Reputation: 7659
This question is similar to but different from other SO questions involving removal of duplicate rows in MySQL.
Chosen solutions in the referenced questions(below) fail where one or more of the columns contain NULL values.
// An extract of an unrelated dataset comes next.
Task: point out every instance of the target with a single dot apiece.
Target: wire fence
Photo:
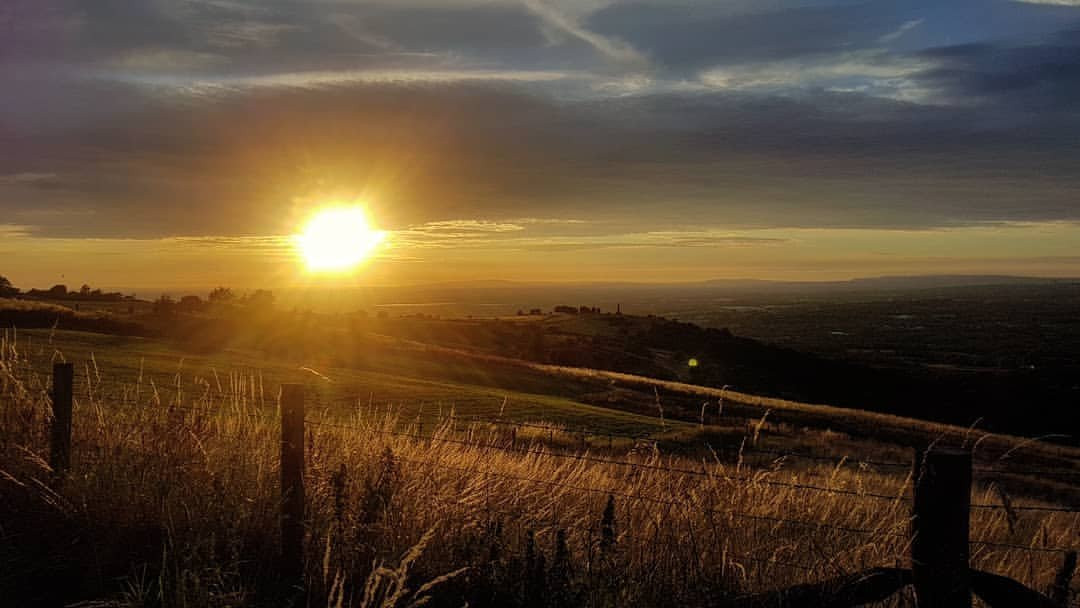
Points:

I'm including schema as well as two chosen answers in a sqlfiddle below, to illustrate where the previous solutions are not working.
Source schema:
CREATE TABLE IF NOT EXISTS `deldup` (
`or_id` int(11) NOT NULL AUTO_INCREMENT,
`order_id` varchar(5) NOT NULL,
`txt_value` varchar(20) NOT NULL,
`date_of_revision` date NOT NULL,
`status` int(3) DEFAULT NULL,
PRIMARY KEY (`or_id`)
) ENGINE=MyISAM DEFAULT CHARSET=latin1 AUTO_INCREMENT=16 ;
INSERT INTO `deldup` (`or_id`, `order_id`, `txt_value`, `date_of_revision`, `status`) VALUES
(1, '10001', 'ABC', '2003-03-06', NULL),
(2, '10001', 'RFE', '2003-03-11', NULL),
(3, '10002', 'ASE', '2009-08-05', NULL),
(4, '10003', 'PEF', '2001-11-03', NULL),
(5, '10004', 'OIU', '1999-10-29', NULL),
(6, '10005', 'FOO', '2002-03-01', NULL),
(7, '10006', 'RTY', '2005-08-19', NULL),
(8, '10001', 'NND', '2003-03-20', NULL),
(9, '10005', 'VBN', '2002-02-19', NULL),
(10, '10002', 'AAQ', '2009-08-13', NULL),
(11, '10002', 'EEW', '2009-08-07', NULL),
(12, '10001', 'ABC', '2003-03-06', 3),
(13, '10001', 'ABC', '2003-03-06', 3),
(14, '10001', 'ABC', '2003-03-06', NULL),
(15, '10001', 'ABC', '2003-03-06', NULL);
Solution Example 1:
http://sqlfiddle.com/#!2/983f3/1
create temporary table tmpTable (or_id int);
insert tmpTable
(or_id)
select or_id
from deldup yt
where exists
(
select *
from deldup yt2
where yt2.txt_value = yt.txt_value
and yt2.order_id = yt.order_id
and yt2.date_of_revision = yt.date_of_revision
and yt2.status = yt.status
and yt2.or_id > yt.or_id
);
delete
from deldup
where or_id in (select or_id from tmpTable);
Note that the rows containing non-null row values are successfully deleted, however rows containing null values are not removed (See row 14 and 15 in the resulting SELECT query).
Solution Example 2:
http://sqlfiddle.com/#!2/8a4f8/1
DELETE
n1
FROM
deldup n1,
deldup n2
WHERE
n1.or_id < n2.or_id AND
n1.order_id = n2.order_id AND
n1.txt_value = n2.txt_value AND
n1.date_of_revision = n2.date_of_revision AND
n1.status = n2.status
This solution involves less code and works just the same as Example 1, including the exclusion of rows containing null values.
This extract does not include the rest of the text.